Wal-Mart Stores executives in Chicago at the Retail Systems Conference Tuesday unveiled an updated road map for the company’s rollout of RFID technology and discussed its revised expectations for suppliers working to meet a January 2005 deadline set last year.
Wal-Mart Stores executives in Chicago at the Retail Systems Conference Tuesday unveiled an updated road map for the company’s rollout ofRFIDtechnology and discussed its revised expectations for suppliers working to meet a January 2005 deadline set last year.
The Bentonville, Ark.-based retailer plans to meet next month with its top 100 suppliers to share what it has learned and refine the rollout process for its next 200 suppliers. After going live with its top 100 suppliers — and an additional 37 volunteers — in January, the company plans to continue its domestic expansion, with all domestic suppliers expected to participate by the end of 2006. The retailer will also be evaluating an international rollout.
Wal-Mart has challenged its top suppliers to tag all of the product cases and pallets they ship to its three Dallas/Fort Worth-area distribution centers by January and to ensure that the tags can be read with a 100 percent accuracy rate.
While the goal remains unchanged, Wal-Mart now expects that, on average, suppliers will be tagging 65% of the product cases and pallets they send to those three distribution centers in January, according to Linda Dillman, executive vice president and CIO at Wal-Mart.
“And it could change,” Dillman said.
Wal-Mart spokesman Gus Whitcomb said the 65% figure figure is based on feedback from suppliers. He said the company provided them with a set of goals and then spent months meeting with them and asking “what was actually feasible.” Suppliers offered predictions of the percentage of pallets and cases they will be able to tag by January, and 65% represents the average of the figures they submitted, according to Whitcomb.
Wal-Mart “never expected in reality 100%,” but it set the goal to “shoot for 100” for everyone, including its internal team, and directed suppliers to “tell us what you can do,” Dillman said. “That way we know what’s really possible. We don’t want to be the ones limiting what those suppliers can do.”
She likened the 100% directive to a manager setting a goal for a sports team. “You never heard a good coach go out to the team and say. ‘We only expect you only to win by three today,'” Dillman said. “You say our goal is to win by as many points as we can, and when you win by three, you’re really happy. If you told everybody, ‘We only expect to win by three,’ you might actually lose the game.”
Dillman said suppliers are “doing everything from 1 percent to 100%,” but each of them has laid out a detailed merchandise-tagging plan. She said a supplier such as Proctor & Gamble might say it can tag Oil of Olay at one level and Bounty paper towels at a different level.
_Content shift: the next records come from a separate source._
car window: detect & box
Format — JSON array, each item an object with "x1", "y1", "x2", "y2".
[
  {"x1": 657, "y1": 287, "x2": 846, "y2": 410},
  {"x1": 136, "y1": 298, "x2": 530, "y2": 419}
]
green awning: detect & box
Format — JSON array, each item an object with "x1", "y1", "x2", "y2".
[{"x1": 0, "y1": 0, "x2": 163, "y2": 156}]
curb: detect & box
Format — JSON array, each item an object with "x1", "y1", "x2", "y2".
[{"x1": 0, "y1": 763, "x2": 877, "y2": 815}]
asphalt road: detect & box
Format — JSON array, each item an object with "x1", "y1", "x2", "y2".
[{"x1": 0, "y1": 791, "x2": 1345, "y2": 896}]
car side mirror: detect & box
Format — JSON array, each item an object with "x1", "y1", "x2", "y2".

Dillman said Wal-Mart has been been meeting individually with suppliers to learn more about which factors, such as tag cost or reader cost, are having an impact.
“There is not going to be one number that we’re going to force every supplier to,” Dillman said. “What we want to know is: You’ve got to have looked at 100% of your items. Here is your business model; here is your business case. What makes sense for you, what doesn’t and why?”
Dillman said that Wal-Mart is expecting a “best effort” from each supplier and that compliance will be considered on an “individualized” basis.
“We’ve never ever said, No. 1, that we were going to do any kind of punishment or what are you going to call it, for people that didn’t,” she said. Instead, the company has often used the word participate in relation to its RFID directive. “We’re balancing that obviously with wanting everybody to be aggressive with their goals,” Dillman said.
During a keynote address at the Retail Systems Conference, Michael Duke, president and CEO of Wal-Mart Stores Division, characterized RFID as an initiative that he is “very passionate about.” Duke noted that bar codes transformed the way business is done, and RFID presents an even greater opportunity. At this point, it’s difficult to “even imagine what all the benefits will be,” he said.
Duke emphasized that Wal-Mart has no plans to slow the deployment of RFID. “We’re full speed ahead,” he said, adding that he has been pleased with the progress to date. Duke added that only two suppliers have said they need more time to meet the January date.
Wal-Mart is conducting a pilot with eight major suppliers at one regional distribution center and seven stores in Texas. Duke urged other companies to start working with cases and pallets today.
“You don’t want to be the last one in,” he said.
Duke said RFID will help companies better serve their customers by keeping items in stock, which he said would result in increased sales. Although the price of the RFID tags has been a concern for many suppliers, Duke said the cost has plummeted in the past year and is expected to hit 5 cents by the end of 2006.